Taberî’nin Mısır’daki İlmî Hayatı
Taberî’nin Mısır’daki ilmî hayatı, Mısır üzerinde ikâmet ettiği süreci kapsar. Burada ikâmeti sırasında üç tane büyük isim olan Şâfiî âliminden fıkıh ilmini öğrenmiştir. Bu üç büyük isim ise el-Müzenî, Ebû Abdullah İbn Abdülhakem ve Rebî’ bin Süleyman el-Murâdî’dir. Arap dili-edebiyatı üzerine uzman olan Serrâc el-Mısrî adındaki zât ile de yakın bir dostluk kurmuştur. Bu kişiyle fıkıh, sarf ile nahiv, hadis, dil ve şiire dair bazı sohbetler etmiştir. Bir edebî düzeydeki sohbet meclisi içerisinde aruzdan bahsedilince çok da bilmediği bu aruz konusunu Halîl bin Ahmed’e ait olan Kitâbü’l-‘Aruz isimli eserden incelemiştir.
Ayrıca Taberî Mısır’daki ilmî hayatı içerisinde Sadefî’den hem Hamza ve Verş’in kıraatlerini hem de Mâliki fıkhını okumuştur. Fustat üzerinde türlü ilim dalları üzerinde yetişmiş olan bir zât olarak büyük bir üne erişmiştir. Taberî sonra Dımaşk üzerine gitmiştir. Yine buradaki birtakım âlim kimselerden de kıraat ve hadis dersleri görmüştür. Sonrasında yine Fustat üzerine gelmiştir. 256 senesi itibariyle de Bağdat üzerine geri dönmüştür.
Taberî’nin Kişiliği ve Yaşam Şekli
Taberî’nin kişiliği ve yaşam şekli ile ilgili ilk olarak çok güzel konuşabilen bir insan olduğunu söylemek gerekiyor. Sağlığı için de başucu kitabı yaptığı Ali bin Rabben et-Taberî’ye ait olan Firdevsü’l-hikme kitabındaki tavsiyelere uyan biriydi. Ayrıca son derece iffetli, temiz giyimli ve davranışları oldukça zarif olan bir zâttı. Samimi tavırlarıyla hem talebelerine hem de başka insanlara bir dost ve bir baba gibi yaklaşırdı. Bununla beraber hem zühd hem de takvâ sahibi bir kimseydi. Her yaptığı işi gerektirdiği ciddiyetle yapardı. Düzenli bir yaşamı vardı. Zamanını çok iyi şekilde değerlendirmeyi bilirdi.

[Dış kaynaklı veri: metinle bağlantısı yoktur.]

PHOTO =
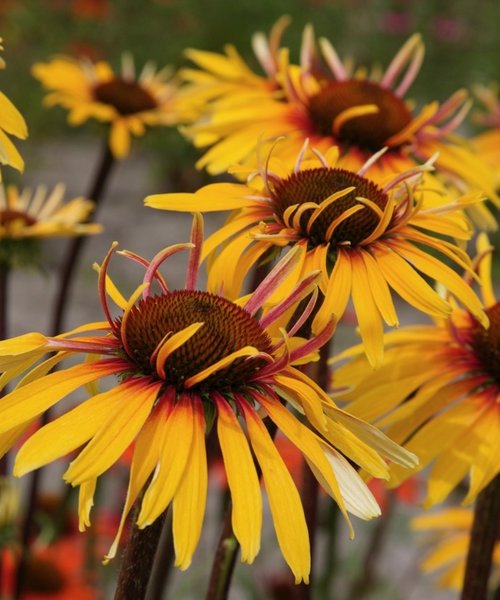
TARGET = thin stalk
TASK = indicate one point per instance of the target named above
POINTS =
(137, 563)
(224, 561)
(320, 373)
(484, 534)
(163, 562)
(364, 584)
(67, 273)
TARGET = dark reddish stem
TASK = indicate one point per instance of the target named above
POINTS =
(138, 560)
(484, 534)
(68, 271)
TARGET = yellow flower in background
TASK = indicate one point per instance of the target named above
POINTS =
(11, 123)
(28, 216)
(186, 359)
(487, 143)
(129, 103)
(364, 238)
(227, 78)
(330, 102)
(437, 392)
(448, 534)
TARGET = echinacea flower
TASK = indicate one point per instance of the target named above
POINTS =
(185, 359)
(129, 103)
(364, 238)
(11, 123)
(438, 392)
(227, 78)
(28, 216)
(327, 101)
(448, 534)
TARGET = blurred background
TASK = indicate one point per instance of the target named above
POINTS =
(462, 48)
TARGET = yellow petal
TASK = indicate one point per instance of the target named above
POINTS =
(242, 480)
(190, 499)
(117, 433)
(174, 454)
(284, 499)
(146, 451)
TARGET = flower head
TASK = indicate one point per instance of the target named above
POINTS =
(363, 237)
(326, 100)
(126, 101)
(184, 359)
(11, 123)
(438, 392)
(27, 217)
(448, 531)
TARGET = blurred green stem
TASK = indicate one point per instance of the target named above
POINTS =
(68, 270)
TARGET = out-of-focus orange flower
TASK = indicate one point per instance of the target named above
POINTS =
(91, 9)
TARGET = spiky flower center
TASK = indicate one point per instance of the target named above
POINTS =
(128, 97)
(370, 131)
(227, 328)
(9, 216)
(486, 343)
(316, 185)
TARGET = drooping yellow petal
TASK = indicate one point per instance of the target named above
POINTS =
(69, 431)
(119, 139)
(27, 402)
(242, 480)
(367, 313)
(190, 498)
(146, 452)
(117, 433)
(85, 503)
(284, 499)
(337, 294)
(172, 461)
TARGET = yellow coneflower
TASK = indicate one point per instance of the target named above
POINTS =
(28, 216)
(364, 238)
(438, 392)
(129, 103)
(184, 359)
(330, 102)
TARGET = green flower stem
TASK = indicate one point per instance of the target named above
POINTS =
(138, 559)
(96, 193)
(363, 585)
(224, 561)
(163, 562)
(485, 532)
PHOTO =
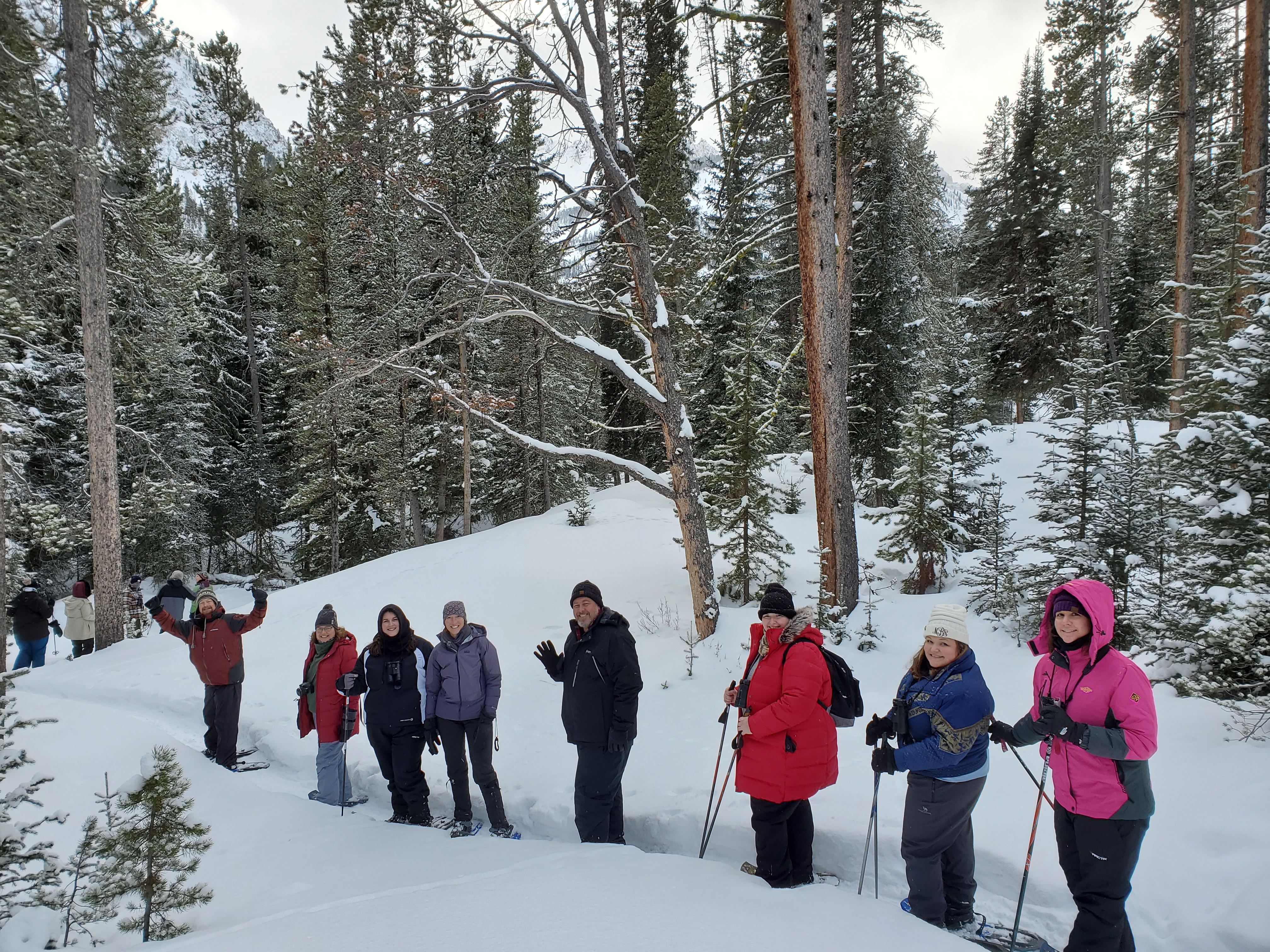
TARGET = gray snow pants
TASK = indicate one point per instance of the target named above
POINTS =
(938, 845)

Taberî’nin kişiliği ve yaşam şekli ile ilgili bilinene göre sabahları evinde kendi çalışmalarına başladığını ve ikindi vakitlerine dek de tasnif ile telif işleriyle meşgul olduğunu söyleyebiliriz. İkindi için camiye giderdi. Ayrıca akşam namazına dek de öğrencilerine ders verirdi. Bu noktada kitaplarını talebelerine ya kendi okurdu ya da yine talebelerine okuturdu. Akşam namazının ardından özellikle fıkhî bazı konuların işlendiği ders halkasını toplardı. Ayrıca yatsı sonrasında ise evine çekilirdi. Geceleri evinde telif çalışmalarını sürdürürdü.

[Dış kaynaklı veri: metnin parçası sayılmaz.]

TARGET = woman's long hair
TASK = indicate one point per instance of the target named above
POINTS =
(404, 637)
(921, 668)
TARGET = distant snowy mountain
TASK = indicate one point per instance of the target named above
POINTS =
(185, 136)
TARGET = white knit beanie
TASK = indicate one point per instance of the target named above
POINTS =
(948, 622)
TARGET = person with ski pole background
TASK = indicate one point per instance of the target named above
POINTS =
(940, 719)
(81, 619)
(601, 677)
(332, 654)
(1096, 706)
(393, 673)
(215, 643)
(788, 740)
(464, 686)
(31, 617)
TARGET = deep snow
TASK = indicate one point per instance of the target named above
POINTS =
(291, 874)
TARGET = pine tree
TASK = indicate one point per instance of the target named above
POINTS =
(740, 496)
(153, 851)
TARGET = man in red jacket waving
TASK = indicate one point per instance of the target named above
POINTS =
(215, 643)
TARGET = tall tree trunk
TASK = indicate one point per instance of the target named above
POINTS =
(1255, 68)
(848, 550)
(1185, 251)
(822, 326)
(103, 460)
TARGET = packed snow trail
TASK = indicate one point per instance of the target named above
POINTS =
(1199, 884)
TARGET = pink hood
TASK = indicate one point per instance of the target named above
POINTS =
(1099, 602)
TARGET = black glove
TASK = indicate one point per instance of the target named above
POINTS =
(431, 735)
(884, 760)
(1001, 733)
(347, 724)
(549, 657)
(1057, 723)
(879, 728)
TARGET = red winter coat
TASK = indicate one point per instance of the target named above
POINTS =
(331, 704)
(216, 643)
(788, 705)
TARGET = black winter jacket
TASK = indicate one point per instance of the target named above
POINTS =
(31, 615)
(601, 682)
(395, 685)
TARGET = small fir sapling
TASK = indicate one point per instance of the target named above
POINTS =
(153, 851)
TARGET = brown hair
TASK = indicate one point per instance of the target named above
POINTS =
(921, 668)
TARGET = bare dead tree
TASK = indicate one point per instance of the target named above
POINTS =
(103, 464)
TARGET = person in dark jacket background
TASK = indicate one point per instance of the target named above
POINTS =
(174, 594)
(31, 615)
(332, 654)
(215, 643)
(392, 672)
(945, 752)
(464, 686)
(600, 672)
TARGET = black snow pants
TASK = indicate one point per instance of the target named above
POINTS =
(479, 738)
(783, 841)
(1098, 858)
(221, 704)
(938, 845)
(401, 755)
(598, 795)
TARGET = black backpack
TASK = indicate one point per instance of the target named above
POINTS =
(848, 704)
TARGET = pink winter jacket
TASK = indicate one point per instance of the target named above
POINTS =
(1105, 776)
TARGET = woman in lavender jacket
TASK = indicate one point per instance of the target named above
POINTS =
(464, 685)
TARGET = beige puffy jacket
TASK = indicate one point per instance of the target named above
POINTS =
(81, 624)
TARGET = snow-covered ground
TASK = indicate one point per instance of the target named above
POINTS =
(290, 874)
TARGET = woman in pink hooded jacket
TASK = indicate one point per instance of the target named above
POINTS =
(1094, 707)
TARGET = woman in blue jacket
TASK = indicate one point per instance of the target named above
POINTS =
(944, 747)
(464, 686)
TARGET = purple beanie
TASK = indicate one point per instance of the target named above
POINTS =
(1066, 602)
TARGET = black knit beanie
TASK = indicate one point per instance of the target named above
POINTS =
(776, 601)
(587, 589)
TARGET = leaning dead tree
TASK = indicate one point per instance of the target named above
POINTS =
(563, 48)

Taberî’nin Görüşleri ve Eserlerindeki Yaklaşımı
Taberî’nin görüşleri ve eserlerindeki yaklaşımı, günümüze dek varan eserleri incelendiğinde anlaşılabiliyor. Onun bugüne ulaşmış eserleri gözden geçirildiği zaman hem Ehl-i sünnet hem de Selef yoluna oldukça bağlı olduğu görülebilmektedir. Ayrıca yine eserlerindeki yaklaşımına baktığımızda Kaderiyye, Cebriyye ve özellikle de Mu’tezile görüşlerine açıkça bir tavır aldığını görürüz. Bu konuda tâbiîn ve sahâbî yolundan gitmiştir. Ayrıca “Okuduğum Kur’an mahlûktur” diye söyleyenlere her şekilde münasebetin kesilmesi gerektiğini, onlara mürted muamelesi uygulanması gerektiğini dile getirmiştir. Bununla beraber kaderin değişmezlik özelliğine inanmayan kimselerin mümin kabul edilemeyeceğini, bu şekilde inanan Kaderiyye mensuplarının aslında İslâm ümmetinin birer Mecûsîler’i gibi olduğunu öne sürmüştür.

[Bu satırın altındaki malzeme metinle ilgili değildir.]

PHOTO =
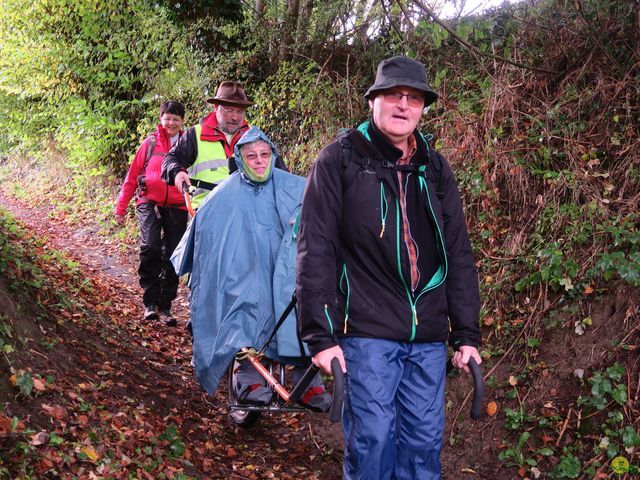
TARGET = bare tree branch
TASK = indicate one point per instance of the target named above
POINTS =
(471, 47)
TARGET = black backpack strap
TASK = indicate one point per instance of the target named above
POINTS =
(350, 165)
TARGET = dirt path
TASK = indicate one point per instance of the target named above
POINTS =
(287, 446)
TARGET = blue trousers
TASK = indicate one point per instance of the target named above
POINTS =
(393, 416)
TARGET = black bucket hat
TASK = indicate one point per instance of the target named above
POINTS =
(402, 71)
(230, 93)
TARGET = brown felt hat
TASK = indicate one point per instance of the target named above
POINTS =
(402, 72)
(230, 93)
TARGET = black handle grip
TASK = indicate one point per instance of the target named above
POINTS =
(478, 389)
(478, 386)
(337, 399)
(303, 384)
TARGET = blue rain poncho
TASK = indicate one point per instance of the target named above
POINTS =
(240, 249)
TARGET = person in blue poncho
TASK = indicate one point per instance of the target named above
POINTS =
(240, 249)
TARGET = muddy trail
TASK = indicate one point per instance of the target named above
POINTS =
(125, 394)
(126, 398)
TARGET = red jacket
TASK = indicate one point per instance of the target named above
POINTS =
(157, 191)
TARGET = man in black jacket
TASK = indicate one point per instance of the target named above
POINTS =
(386, 276)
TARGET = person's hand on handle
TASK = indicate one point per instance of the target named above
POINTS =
(180, 178)
(322, 359)
(461, 357)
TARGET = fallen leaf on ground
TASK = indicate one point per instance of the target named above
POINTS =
(39, 438)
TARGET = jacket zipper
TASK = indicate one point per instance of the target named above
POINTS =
(413, 300)
(347, 293)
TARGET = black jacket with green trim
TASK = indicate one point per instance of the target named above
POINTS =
(353, 271)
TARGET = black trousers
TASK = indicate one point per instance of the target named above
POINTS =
(161, 229)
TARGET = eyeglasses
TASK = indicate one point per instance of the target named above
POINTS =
(231, 111)
(413, 99)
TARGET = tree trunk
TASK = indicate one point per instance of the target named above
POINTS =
(302, 31)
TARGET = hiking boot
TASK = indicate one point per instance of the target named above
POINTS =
(151, 313)
(168, 319)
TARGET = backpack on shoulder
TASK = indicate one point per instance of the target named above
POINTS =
(142, 185)
(353, 161)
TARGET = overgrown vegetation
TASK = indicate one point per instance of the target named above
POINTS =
(538, 113)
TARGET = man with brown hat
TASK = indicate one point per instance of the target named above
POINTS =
(200, 158)
(386, 276)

Taberî’nin görüşleri ve eserlerindeki yaklaşımı ile ilgili olarak Ahmed Muhammed el-Havfî ise onun Cebriyye’den olmayan bir zât olduğunun altını çizer. Hatta bu noktada Hamevî’nin iddiasına karşı çıkar ve bu karşı çıkışında Taberî’nin pek çok âyet tefsirinde ifade ettiği görüşlerini bir delil olarak sunar. Mu’tezile’nin tüm görüşlerine karşı çıkıp reddeden Taberî, Allh’ın kıyamet gününde müminlerce görüleceği ve Resûlullah’ın da yine ahirette kendi ümmetine şefaat edeceği şeklindeki Selefî görüşlerine katılır. Ayrıca yine Selefî görüşleri çerçevesinde büyük günahlara girmiş müminlerin öbür tarafta cehennem içerisinde ebedî olarak kalmayacaklarını, bu âlem içerisinde her şeyin sadece Allah’ın meşîetiyle gerçekleştiğini savunur.